Depuis longtemps, l'idée dominante est que si la nation se porte bien, toutes les localités qui la composent le seront aussi. Je ne vois guère de raisons de croire que ce soit vrai. À l'heure actuelle, en effet, la nation et l'économie locale vivent aux dépens des localités et des communautés locales – comme tous les habitants des petites villes et des campagnes ont des raisons de le savoir. Dans l'Amérique rurale, qui est à bien des égards une colonie de ce que le gouvernement et les entreprises considèrent comme une nation, la plupart d'entre nous ont subi les pertes dont j'ai parlé : le départ des jeunes, des sols et autres ressources dites naturelles, et de la mémoire locale. Nous nous sentons de plus en plus engoncés dans un présent sans dimension, où le passé est oublié, et où l'avenir, même dans nos « projections » les plus optimistes, est menaçant et effrayant. Qui peut désirer un avenir entièrement déterminé par les objectifs des plus riches et des plus puissants, et par les capacités des machines ?

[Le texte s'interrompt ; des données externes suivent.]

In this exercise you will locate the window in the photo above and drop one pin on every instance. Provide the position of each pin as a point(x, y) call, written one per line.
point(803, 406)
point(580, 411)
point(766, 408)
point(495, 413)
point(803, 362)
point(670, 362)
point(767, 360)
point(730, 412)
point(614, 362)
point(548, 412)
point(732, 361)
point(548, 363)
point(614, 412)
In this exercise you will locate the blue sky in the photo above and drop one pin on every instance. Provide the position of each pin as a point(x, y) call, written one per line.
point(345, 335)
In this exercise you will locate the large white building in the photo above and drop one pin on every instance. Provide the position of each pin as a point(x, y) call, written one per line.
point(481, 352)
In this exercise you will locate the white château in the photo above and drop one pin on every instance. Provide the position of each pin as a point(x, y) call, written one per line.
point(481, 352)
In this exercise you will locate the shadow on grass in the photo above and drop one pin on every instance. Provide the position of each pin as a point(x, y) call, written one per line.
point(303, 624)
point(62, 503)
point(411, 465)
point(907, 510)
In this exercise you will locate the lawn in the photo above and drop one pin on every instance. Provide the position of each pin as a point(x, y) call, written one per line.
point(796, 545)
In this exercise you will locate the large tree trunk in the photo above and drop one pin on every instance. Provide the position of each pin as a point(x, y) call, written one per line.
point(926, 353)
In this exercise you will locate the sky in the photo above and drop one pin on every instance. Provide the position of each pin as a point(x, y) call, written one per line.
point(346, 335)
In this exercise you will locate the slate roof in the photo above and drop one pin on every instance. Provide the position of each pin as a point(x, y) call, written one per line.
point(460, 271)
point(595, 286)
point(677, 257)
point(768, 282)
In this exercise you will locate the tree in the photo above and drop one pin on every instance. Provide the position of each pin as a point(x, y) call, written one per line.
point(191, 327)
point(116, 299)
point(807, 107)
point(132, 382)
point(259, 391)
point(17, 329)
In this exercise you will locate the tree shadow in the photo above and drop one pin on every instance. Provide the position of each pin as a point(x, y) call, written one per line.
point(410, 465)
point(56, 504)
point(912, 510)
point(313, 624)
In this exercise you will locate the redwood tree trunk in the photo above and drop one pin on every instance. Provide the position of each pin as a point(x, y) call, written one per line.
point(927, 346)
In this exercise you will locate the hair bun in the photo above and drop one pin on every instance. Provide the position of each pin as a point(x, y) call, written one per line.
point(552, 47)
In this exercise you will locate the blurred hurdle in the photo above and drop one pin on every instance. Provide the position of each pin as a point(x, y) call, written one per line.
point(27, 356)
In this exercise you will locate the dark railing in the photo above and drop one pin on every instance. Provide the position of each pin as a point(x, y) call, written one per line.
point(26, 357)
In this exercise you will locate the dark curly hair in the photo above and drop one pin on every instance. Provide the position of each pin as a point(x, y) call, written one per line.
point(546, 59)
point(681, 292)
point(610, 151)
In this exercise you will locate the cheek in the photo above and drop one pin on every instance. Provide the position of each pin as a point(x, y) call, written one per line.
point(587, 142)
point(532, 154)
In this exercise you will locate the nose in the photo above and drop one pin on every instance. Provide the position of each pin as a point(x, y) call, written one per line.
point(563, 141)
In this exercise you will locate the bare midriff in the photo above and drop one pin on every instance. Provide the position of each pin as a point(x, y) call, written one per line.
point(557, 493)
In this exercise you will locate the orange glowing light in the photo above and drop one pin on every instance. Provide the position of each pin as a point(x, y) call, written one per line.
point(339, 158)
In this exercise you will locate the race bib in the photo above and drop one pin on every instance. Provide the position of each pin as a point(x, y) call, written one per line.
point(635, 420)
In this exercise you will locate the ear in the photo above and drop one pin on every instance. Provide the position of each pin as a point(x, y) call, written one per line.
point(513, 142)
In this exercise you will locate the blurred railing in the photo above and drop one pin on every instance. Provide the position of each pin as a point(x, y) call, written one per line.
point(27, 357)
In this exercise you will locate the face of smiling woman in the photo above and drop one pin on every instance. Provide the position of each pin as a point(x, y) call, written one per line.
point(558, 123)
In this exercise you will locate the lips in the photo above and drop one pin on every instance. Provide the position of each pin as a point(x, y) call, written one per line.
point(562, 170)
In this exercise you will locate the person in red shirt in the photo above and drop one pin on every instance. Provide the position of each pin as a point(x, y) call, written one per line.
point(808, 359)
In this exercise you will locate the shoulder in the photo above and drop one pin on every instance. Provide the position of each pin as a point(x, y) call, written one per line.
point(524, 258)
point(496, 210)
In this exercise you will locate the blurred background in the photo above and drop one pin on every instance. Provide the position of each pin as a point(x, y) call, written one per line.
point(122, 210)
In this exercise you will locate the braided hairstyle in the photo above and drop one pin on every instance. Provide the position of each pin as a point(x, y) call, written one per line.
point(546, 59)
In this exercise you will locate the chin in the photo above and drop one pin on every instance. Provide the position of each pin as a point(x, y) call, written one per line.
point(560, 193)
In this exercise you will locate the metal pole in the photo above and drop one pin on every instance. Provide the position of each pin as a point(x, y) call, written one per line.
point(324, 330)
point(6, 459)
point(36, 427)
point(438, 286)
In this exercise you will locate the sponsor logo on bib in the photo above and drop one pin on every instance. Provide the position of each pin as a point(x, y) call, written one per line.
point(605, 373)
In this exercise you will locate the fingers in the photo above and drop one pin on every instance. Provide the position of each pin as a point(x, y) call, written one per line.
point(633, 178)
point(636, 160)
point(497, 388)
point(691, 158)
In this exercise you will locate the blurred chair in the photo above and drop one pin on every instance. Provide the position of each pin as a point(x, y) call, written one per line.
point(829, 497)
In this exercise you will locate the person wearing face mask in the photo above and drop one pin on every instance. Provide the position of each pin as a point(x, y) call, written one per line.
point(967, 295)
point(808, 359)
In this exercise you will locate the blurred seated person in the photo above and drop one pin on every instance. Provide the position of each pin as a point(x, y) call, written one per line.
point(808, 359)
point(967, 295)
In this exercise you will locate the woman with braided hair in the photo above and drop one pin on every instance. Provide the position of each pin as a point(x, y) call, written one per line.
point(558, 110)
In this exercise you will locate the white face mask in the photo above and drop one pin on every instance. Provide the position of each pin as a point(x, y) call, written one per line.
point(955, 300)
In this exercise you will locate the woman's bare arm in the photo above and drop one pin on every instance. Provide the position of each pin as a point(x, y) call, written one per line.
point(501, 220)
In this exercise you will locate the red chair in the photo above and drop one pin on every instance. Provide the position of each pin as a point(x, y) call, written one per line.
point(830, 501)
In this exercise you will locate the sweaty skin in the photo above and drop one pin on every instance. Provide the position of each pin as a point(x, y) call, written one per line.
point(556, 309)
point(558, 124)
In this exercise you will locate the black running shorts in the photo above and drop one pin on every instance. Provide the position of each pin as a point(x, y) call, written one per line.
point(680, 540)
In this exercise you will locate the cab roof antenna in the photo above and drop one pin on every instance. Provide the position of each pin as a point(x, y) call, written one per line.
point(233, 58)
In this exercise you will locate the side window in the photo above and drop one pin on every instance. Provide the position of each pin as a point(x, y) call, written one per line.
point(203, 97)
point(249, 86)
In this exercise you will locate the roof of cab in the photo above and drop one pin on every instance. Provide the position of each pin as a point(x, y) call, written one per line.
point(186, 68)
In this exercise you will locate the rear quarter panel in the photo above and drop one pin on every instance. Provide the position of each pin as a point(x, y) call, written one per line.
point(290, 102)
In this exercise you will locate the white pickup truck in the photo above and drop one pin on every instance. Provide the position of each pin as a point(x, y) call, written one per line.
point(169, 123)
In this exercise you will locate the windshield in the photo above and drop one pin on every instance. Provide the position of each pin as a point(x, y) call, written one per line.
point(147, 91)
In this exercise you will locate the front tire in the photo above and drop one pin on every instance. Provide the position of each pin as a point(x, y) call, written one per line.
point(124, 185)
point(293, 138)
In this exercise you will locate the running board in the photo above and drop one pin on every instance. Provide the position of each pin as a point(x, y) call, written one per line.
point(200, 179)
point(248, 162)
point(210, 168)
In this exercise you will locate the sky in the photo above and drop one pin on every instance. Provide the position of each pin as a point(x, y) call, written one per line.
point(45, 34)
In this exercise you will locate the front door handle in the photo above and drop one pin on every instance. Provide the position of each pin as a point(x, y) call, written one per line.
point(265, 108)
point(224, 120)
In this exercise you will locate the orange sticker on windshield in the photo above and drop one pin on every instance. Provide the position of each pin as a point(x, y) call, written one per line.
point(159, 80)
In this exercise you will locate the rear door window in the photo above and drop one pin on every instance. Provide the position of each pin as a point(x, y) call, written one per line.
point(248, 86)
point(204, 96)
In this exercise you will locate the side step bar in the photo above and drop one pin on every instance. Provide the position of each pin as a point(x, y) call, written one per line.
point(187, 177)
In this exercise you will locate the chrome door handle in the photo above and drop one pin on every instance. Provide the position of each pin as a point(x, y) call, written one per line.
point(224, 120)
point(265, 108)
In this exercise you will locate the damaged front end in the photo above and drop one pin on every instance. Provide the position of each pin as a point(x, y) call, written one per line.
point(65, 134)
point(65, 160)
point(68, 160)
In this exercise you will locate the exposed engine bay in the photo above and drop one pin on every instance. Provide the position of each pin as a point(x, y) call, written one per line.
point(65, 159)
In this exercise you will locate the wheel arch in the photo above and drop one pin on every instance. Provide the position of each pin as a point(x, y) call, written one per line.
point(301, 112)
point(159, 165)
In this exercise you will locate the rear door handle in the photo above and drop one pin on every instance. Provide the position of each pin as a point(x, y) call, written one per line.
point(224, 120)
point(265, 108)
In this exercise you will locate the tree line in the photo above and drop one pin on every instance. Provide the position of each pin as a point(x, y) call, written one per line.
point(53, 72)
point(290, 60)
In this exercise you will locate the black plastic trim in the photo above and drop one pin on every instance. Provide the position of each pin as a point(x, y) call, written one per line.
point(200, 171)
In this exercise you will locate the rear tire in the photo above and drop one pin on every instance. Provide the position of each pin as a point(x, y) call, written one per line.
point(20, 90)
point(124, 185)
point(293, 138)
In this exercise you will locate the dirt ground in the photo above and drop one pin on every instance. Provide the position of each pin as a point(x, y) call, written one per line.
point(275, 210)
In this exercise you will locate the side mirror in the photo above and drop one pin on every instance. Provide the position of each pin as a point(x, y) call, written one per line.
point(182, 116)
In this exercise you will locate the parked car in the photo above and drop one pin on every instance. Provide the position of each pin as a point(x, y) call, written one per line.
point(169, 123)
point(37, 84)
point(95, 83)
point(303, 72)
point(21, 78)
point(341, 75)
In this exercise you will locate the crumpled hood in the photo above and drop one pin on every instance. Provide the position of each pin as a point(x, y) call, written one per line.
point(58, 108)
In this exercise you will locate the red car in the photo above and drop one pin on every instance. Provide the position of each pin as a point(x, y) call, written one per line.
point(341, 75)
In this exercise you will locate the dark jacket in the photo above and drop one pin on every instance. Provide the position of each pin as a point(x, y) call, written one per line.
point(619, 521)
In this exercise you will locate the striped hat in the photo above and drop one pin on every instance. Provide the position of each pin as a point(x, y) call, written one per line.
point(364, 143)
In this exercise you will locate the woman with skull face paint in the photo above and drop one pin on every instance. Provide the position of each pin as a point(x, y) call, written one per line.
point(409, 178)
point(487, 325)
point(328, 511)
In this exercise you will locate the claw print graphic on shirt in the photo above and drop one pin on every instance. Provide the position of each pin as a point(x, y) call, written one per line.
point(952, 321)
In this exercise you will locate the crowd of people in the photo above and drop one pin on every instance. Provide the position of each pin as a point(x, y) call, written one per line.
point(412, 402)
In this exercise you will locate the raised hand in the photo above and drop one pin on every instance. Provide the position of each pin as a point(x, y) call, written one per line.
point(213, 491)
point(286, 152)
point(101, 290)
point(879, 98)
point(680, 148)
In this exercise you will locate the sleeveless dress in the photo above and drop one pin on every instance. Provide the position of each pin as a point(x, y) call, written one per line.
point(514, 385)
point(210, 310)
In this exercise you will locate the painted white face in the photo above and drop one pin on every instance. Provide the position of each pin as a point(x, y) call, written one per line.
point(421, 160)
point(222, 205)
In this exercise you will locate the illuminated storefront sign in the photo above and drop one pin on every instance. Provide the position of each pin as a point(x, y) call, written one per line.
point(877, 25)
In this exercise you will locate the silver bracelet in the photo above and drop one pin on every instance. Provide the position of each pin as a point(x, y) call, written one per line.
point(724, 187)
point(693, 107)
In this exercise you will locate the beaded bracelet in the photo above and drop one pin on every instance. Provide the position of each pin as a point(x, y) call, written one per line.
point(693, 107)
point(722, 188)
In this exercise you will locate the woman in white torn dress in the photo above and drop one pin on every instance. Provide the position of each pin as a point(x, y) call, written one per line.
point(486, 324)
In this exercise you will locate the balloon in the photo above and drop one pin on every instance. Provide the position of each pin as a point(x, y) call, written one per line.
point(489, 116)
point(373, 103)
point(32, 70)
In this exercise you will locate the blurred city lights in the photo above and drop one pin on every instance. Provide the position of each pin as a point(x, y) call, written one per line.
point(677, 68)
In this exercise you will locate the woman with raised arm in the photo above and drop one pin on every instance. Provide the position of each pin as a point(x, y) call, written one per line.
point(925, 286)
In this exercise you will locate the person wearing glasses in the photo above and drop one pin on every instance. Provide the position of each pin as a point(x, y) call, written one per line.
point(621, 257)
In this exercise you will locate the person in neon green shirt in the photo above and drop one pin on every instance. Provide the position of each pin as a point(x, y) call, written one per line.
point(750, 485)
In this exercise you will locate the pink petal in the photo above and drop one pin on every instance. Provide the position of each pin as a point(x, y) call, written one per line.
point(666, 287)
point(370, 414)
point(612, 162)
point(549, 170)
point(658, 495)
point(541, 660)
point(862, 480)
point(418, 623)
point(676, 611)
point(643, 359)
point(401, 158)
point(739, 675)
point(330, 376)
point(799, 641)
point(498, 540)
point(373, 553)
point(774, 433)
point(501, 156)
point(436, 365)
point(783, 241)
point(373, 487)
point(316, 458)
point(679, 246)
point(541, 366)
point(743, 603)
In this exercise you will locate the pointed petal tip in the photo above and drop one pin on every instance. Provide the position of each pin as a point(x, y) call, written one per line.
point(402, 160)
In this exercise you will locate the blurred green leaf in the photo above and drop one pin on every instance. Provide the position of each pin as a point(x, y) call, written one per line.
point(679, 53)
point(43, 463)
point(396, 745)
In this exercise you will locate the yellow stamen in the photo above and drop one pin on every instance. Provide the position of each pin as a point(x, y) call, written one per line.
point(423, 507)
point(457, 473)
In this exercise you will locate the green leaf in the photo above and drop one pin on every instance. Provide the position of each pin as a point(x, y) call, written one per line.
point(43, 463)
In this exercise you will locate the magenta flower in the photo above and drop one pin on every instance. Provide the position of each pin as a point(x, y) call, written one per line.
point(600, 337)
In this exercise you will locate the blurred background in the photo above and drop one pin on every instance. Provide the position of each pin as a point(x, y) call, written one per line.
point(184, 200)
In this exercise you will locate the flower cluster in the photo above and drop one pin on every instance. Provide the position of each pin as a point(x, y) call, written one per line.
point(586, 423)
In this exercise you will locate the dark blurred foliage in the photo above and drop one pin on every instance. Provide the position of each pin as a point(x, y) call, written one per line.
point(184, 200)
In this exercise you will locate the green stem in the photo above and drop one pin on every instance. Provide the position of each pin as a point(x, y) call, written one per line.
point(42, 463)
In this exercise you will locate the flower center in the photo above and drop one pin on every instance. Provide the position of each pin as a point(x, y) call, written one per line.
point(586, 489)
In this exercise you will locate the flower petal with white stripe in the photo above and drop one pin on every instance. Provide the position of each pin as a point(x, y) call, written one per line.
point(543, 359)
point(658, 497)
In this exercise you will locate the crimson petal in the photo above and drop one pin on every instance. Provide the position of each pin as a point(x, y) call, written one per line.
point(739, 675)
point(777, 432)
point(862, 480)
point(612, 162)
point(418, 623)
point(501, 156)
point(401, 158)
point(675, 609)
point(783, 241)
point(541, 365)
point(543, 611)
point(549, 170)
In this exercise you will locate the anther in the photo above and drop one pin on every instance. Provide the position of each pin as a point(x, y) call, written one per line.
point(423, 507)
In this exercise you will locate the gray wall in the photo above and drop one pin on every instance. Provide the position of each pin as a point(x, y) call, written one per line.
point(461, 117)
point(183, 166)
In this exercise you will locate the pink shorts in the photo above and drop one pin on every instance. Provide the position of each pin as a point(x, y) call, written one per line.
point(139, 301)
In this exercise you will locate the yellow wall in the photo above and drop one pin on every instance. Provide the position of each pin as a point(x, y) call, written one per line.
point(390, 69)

Deux questions se posent alors : un changement positif est-il possible ? Et qui a le pouvoir de l’opérer ? Je continue de croire qu’un changement positif est possible, mais j’avoue que ma conviction est en partie fondée sur l’espoir et en partie sur la foi. Quiconque espère une amélioration ne devrait pas ignorer les signes qui nous indiquent que nous approchons d’une sorte de cascade historique, au-delà de laquelle, en changeant d’avis, nous ne pourrons plus rien changer. Nous savons qu’à tout moment, un événement écologique, technologique ou politique que nous aurons permis peut nous priver du pouvoir de changer et nous laisser dans la simple nécessité de nous y soumettre. Au-delà de cela, les deux questions ne font qu’une : la possibilité du changement dépend de l’existence de ceux qui ont le pouvoir de changer.
Ce pouvoir appartient-il actuellement au gouvernement national ? Cela me paraît extrêmement douteux. Pour quiconque a lu les journaux pendant la récente campagne présidentielle, il est clair qu'au plus haut niveau du gouvernement, il n'y a, à proprement parler, aucun débat politique. Les entreprises sont-elles susceptibles de nous aider ? Nous savons, par longue expérience, qu'elles n'assumeront aucune responsabilité qui ne leur soit imposée de force par le gouvernement. Leur bilan est trop clairement marqué par des dommages vérifiables pour que nous puissions en attendre grand-chose. Pouvons-nous compter sur l'aide des universités ? Eh bien, les universités sont de plus en plus au service du gouvernement et des entreprises.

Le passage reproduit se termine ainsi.